L'étranger se laissa conduire comme un enfant. Une voiture attendait Lamirande, et au bout de quelques minutes protecteur et protégé descendaient à la porte d'une modeste demeure de la Haute-Ville.
—Nous voici rendus, dit Lamirande en donnant le bras au vieillard chancelant. Entrons.
—Que dira votre femme en vous voyant installer dans votre maison un étranger, un moribond?
—Elle dira que vous êtres le bienvenu.
À ce moment, madame Lamirande vint au-devant d'eux. Si le vieillard avait eu des craintes sur la réception qui l'attendait, la vue de cette figure de madone dut le rassurer.
—Ma femme, dit Lamirande, voici un étranger qui est dans le malheur. La divine Providence nous le confie. Nous allons l'accueillir pour l'amour de Jésus-Christ. Pour des motifs que je respecte, il désire n'être pas connu. Nous nous contenterons donc d'avoir soin de lui.
—Monsieur, dit la jeune femme en pressant affectueusement la main du vieillard, pendant que dans ses yeux brillait une lumière céleste, vous êtes mille fois le bienvenu.
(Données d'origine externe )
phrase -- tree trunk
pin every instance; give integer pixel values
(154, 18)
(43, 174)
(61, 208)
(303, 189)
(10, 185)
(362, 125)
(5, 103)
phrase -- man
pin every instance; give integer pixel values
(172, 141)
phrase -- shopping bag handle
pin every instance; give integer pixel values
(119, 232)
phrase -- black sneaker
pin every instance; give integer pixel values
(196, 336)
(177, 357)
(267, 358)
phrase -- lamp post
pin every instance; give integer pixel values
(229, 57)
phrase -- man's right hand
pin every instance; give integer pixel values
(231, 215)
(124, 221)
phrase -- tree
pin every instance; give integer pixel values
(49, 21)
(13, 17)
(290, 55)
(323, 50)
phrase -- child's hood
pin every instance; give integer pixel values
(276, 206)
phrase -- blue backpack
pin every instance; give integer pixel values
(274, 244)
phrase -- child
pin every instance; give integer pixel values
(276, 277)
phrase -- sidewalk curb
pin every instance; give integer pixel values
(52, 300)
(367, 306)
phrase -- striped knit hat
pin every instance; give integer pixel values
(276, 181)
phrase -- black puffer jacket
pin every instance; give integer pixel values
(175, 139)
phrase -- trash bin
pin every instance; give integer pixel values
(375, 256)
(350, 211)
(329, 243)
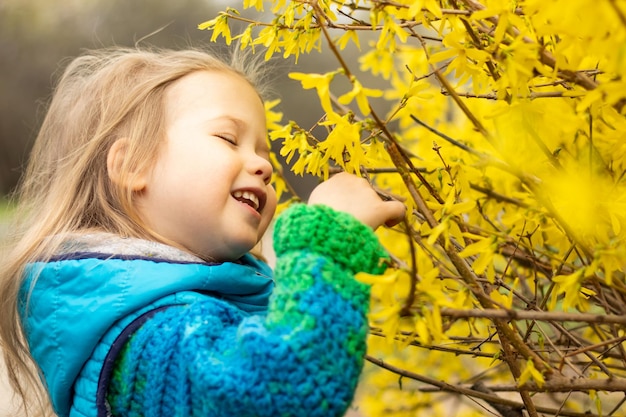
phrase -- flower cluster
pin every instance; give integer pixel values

Nous tâcherons, par nos bons soins, de vous faire oublier vos chagrins qui sont grands, je le vois.
Le pauvre délaissé essaya de remercier ses bienfaiteurs; mais il ne put que balbutier quelques mots inintelligibles. Les forces lui manquèrent tout à coup, et il serait tombé lourdement sur le parquet si Lamirande ne l'eût soutenu.
On le transporta sur un lit. Il était sans mouvement et sans vie apparente. Madame Lamirande le crut véritablement mort.
—Non, fit Lamirande, il n'est pas mort reprendra même bientôt connaissance, mais il s'en va rapidement. Il n'en a que pour quelques heures. Dis à la servante de courir chez le père Grandmont. Qu'il vienne sans tarder.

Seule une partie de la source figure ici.